Хозяйка ушла, а я задумался над вопросом, уж не правда ли то, что принято нами считать плодом одного невежественного суеверия или расстроенной фантазии? Два дня спустя мне пришлось сделать открытие, которое подтвердило многие из моих смутных догадок.
Роясь все в том же пыльном книжном шкафу, я нашел в одном из ящиков, вделанных в его нижнюю часть, среди груды растрепанных и разрозненных книг и тетрадок, дневник, переложенный множеством писем и спрессованных цветов. Страницы этого дневника были исписаны тем же тонким и неровным почерком, каким были испещрены и поля того томика стихотворений, о котором я уже говорил, но только не карандашом, а чернилами, побуревшими от времени, так же как и цветы, местами застилавшие пожелтевшие страницы бумаги. Жадный, как и всякий другой писатель, к «человеческим документам», я с чувством глубокого наслаждения принялся читать дневник, на обложке которого значился один из пятидесятых годов прошлого столетия.
То, что я читал, было совсем обыденной историей. Он был художником, как водится во всех такого рода историях. Она была сверстницей и товаришем его детских игр, и они любили друг друга бессознательно до того дня, когда вдруг поняли это и почувствовали, что они уж не дети.
Приведу некоторые отрывки из ее дневника.
«Мая 18-го. – Не знаю, что сказать, с чего начать. Крис любит меня. Я молилась Богу, чтобы быть достойной любви дорогого Криса, и потом танцевала в своей комнате босиком, чтобы не разбудить спящих внизу; танцевала от безумной радости. Он страстно целовал мои руки, потом обвил их вокруг своей шеи и принялся уверять, что это руки богини. После этого он опустился передо мною на колени и опять начал целовать мне руки. Теперь я сама целую их в те места, к которым прикасались его губы. Я радуюсь тому, что мои руки так хороши, как он уверяет. О Господи, как Ты добр ко мне! Помоги мне быть ему доброй и верной женой. Помоги мне никогда ни на одно мгновение не причинять ему никакого горя, даже малейшей неприятности. О, как бы я желала любить его так крепко и сильно, как никто никогда никого не любил еще на свете…»

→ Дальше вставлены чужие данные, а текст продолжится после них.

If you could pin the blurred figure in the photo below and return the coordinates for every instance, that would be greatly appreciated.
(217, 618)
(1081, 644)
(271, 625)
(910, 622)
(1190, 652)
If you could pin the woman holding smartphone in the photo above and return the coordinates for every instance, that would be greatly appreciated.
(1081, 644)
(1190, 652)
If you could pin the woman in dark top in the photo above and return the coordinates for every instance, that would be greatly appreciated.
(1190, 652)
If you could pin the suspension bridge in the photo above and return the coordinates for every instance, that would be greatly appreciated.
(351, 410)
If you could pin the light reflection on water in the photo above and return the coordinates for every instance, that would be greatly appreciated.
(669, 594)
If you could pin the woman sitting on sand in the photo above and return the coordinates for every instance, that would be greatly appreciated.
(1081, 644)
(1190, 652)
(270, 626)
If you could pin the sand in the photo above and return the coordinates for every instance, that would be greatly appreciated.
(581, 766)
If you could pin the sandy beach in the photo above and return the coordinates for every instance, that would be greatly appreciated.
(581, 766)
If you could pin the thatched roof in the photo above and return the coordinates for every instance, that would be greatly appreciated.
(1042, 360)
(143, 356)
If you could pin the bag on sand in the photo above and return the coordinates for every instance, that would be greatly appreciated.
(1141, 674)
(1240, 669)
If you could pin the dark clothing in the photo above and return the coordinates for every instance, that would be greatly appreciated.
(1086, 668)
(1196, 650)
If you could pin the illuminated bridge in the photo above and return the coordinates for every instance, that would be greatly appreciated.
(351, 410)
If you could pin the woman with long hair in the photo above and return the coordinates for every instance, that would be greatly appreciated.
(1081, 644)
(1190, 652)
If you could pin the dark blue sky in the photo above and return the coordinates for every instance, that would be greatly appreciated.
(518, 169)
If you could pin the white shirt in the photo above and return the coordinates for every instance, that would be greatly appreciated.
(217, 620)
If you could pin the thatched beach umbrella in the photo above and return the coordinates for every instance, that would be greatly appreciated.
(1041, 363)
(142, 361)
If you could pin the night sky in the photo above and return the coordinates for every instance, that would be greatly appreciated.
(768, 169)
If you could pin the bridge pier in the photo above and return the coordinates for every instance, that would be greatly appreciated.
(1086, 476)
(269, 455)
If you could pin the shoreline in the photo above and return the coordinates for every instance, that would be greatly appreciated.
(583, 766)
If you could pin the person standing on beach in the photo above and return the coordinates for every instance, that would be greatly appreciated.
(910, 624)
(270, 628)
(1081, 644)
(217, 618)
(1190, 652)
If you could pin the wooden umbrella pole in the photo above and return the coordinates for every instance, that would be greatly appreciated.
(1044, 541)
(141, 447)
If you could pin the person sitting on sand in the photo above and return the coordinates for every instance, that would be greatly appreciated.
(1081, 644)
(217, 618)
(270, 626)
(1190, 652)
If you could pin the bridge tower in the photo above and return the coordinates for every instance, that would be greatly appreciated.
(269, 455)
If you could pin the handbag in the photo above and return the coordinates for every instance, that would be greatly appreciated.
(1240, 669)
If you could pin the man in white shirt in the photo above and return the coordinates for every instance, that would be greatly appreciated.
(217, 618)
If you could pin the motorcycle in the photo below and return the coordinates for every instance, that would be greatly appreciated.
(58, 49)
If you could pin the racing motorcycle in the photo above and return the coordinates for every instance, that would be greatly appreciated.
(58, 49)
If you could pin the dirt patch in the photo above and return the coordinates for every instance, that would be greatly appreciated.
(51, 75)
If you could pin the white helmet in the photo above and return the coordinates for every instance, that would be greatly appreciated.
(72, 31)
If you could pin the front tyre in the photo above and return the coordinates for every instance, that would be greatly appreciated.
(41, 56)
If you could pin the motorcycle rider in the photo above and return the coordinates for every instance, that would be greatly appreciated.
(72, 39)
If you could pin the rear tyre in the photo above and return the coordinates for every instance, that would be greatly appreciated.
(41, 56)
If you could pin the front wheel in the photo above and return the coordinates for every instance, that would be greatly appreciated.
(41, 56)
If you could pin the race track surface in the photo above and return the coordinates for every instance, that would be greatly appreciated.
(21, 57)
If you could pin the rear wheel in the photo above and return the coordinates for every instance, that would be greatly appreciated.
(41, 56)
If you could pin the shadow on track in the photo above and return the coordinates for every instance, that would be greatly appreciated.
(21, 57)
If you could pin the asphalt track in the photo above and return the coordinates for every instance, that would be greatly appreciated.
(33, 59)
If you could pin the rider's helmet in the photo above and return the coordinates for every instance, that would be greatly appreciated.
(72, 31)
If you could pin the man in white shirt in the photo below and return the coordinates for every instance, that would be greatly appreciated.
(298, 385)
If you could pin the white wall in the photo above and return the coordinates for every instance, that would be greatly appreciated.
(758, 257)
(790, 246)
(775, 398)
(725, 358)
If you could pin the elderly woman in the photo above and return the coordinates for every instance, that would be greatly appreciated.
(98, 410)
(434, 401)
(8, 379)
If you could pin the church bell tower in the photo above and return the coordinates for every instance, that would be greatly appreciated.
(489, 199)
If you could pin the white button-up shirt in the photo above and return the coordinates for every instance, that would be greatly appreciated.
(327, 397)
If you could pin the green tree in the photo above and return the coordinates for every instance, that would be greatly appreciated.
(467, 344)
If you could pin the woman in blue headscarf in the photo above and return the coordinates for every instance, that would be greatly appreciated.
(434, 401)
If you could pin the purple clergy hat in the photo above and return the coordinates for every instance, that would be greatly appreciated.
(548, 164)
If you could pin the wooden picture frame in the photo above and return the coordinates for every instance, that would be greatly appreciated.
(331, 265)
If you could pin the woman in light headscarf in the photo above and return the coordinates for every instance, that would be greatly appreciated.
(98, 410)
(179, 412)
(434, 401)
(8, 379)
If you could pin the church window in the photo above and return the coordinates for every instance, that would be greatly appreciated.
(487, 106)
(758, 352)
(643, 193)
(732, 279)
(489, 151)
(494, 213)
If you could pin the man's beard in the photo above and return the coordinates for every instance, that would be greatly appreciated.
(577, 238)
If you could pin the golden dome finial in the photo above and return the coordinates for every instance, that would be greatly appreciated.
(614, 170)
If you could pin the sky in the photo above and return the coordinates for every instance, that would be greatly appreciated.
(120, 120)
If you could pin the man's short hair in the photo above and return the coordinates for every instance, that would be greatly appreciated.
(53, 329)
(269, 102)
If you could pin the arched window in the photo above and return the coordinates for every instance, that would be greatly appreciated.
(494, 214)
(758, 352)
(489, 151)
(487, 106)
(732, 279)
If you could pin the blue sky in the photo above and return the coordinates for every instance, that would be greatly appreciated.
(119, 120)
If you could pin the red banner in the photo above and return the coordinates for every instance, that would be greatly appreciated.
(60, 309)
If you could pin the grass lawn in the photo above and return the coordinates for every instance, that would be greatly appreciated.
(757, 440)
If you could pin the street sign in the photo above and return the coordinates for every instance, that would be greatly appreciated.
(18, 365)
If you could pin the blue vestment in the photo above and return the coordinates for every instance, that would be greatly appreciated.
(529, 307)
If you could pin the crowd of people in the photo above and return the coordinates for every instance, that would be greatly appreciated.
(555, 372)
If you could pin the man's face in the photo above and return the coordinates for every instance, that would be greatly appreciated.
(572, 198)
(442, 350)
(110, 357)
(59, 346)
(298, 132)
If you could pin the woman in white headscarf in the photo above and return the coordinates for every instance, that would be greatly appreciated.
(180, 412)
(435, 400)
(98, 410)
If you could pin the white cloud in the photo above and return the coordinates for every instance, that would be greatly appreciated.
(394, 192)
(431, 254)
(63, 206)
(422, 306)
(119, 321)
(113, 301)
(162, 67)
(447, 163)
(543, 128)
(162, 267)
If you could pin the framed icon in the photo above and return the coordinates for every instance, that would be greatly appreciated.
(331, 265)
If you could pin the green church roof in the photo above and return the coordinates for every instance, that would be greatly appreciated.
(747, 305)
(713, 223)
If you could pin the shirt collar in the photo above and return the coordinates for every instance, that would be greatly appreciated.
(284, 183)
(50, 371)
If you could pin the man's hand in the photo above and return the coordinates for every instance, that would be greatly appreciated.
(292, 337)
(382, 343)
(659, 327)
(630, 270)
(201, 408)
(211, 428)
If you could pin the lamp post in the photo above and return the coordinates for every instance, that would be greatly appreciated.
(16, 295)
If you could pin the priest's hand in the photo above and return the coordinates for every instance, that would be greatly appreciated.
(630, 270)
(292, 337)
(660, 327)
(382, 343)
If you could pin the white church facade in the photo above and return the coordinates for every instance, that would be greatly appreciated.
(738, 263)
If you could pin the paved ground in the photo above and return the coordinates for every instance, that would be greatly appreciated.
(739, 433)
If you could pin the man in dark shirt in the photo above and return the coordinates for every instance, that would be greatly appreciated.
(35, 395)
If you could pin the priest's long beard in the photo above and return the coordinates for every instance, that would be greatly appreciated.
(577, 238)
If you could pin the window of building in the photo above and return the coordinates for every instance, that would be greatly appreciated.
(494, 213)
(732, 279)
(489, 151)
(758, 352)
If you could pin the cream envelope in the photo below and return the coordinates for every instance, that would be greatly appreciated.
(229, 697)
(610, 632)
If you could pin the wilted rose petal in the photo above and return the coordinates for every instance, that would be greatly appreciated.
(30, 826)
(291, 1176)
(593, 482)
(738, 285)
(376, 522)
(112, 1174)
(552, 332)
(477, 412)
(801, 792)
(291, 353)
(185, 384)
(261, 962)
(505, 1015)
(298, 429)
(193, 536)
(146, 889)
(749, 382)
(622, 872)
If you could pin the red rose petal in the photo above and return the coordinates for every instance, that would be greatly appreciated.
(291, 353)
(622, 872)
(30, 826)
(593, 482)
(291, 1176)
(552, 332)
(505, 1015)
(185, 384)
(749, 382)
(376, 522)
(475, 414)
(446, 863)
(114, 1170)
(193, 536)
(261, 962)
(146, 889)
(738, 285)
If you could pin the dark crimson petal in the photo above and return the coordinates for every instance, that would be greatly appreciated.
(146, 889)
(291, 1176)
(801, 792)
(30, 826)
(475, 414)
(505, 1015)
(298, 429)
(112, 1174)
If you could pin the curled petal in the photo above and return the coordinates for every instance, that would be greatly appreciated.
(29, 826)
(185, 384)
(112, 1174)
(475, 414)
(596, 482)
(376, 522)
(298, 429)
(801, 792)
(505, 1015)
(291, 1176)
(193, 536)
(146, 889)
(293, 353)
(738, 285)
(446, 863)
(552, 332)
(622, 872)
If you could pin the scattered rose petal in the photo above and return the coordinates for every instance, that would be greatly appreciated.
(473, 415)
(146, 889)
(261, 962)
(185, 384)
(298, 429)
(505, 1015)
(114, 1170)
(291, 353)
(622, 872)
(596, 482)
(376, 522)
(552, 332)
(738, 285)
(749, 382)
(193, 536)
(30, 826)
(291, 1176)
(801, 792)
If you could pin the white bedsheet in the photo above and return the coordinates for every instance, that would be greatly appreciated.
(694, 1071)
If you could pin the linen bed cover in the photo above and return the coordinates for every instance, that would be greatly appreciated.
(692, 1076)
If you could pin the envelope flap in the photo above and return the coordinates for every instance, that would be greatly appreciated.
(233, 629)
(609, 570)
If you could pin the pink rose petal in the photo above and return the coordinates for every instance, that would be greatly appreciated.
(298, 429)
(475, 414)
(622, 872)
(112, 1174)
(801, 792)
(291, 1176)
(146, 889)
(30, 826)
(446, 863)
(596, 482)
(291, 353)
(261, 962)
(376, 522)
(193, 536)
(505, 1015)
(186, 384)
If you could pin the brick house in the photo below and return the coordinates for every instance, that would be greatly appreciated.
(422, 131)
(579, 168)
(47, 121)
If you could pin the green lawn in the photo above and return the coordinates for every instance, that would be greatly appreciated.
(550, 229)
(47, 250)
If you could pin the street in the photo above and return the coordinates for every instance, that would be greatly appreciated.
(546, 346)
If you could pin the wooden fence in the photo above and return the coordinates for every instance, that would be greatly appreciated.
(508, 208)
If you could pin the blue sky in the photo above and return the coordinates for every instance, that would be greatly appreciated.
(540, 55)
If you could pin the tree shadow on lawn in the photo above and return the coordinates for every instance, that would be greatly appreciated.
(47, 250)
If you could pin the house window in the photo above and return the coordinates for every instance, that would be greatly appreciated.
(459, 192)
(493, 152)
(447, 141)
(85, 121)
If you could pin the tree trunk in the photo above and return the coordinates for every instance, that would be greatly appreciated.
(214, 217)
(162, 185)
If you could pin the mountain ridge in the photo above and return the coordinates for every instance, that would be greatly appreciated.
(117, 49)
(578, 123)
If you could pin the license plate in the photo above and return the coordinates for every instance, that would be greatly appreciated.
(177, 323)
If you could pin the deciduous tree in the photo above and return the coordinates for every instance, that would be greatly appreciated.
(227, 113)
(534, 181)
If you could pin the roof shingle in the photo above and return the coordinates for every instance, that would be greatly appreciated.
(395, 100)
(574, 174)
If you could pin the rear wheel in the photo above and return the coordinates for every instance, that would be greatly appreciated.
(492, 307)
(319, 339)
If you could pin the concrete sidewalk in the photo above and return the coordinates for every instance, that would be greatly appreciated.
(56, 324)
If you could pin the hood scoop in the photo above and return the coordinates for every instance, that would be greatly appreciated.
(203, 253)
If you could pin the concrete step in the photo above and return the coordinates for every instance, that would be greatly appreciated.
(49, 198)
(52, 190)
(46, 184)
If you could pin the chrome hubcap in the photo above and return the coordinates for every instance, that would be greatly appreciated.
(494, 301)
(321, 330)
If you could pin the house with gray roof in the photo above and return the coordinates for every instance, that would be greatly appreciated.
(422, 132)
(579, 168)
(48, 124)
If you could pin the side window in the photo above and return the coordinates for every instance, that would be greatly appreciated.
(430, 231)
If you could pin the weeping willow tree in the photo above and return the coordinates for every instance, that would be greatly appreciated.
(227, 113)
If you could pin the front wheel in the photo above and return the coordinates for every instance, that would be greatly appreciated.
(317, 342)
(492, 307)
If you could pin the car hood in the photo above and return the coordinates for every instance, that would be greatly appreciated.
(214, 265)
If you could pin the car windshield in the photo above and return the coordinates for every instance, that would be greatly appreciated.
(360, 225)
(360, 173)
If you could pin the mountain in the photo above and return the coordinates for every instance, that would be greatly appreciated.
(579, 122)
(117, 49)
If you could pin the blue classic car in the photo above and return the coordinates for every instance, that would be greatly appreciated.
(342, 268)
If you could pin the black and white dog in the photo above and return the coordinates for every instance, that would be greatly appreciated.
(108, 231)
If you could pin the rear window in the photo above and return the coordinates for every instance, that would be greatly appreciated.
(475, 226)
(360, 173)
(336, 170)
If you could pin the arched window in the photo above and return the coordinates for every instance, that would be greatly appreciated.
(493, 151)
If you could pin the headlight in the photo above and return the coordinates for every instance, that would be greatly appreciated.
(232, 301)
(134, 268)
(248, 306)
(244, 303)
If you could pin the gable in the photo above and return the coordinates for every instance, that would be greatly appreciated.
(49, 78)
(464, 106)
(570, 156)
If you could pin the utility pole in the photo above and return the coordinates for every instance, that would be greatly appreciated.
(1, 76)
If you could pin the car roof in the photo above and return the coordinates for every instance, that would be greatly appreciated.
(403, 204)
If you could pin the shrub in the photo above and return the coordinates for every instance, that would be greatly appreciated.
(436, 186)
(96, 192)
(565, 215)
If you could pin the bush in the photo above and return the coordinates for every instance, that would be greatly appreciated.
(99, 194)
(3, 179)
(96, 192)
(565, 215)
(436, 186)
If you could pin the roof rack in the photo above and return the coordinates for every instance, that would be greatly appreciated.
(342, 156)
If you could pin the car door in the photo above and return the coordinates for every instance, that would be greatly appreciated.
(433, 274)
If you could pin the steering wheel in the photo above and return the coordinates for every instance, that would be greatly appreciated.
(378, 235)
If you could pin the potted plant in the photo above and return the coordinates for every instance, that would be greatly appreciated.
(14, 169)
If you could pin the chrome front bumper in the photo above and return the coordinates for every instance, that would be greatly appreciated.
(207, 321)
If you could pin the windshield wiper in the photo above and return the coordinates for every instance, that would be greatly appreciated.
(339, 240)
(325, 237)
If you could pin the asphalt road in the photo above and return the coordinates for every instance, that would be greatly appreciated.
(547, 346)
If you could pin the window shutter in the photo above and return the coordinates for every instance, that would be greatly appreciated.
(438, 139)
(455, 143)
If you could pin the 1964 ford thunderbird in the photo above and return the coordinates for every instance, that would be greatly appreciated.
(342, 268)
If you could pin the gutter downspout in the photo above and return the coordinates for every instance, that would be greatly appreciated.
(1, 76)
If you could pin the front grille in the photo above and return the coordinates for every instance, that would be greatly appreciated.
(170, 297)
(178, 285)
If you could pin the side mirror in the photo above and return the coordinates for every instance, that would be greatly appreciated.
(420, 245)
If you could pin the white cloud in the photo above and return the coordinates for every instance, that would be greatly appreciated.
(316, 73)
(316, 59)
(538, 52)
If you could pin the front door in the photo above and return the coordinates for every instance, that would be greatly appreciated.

И много, на десятках страниц, шел такой же прелестный вздор, который один в течение тысячелетий поддерживает в равновесии земной шар и не дает ему от ужаса перекувырнуться в пространстве.
Затем, через девять месяцев:
«Февраля 10-го. – Крис уехал сегодня поутру. При прощании он сунул мне в руки маленький пакет и сказал, что отдает мне самое дорогое, что у него есть. Я вскрыла пакет только тогда, когда осталась одна в своей комнате. В нем оказался мой собственный портрет, но только еще лучше меня самой. Он писал с меня этот портрет потихоньку и не хотел показывать мне самой, как я ни просила об этом. Напрасно только он сделал мне такое грустное лицо. Я целую свои губы на портрете, потому что он так любил целовать их на оригинале. О, дорогой мой! Много пройдет времени прежде, чем тебе можно будет опять целовать меня.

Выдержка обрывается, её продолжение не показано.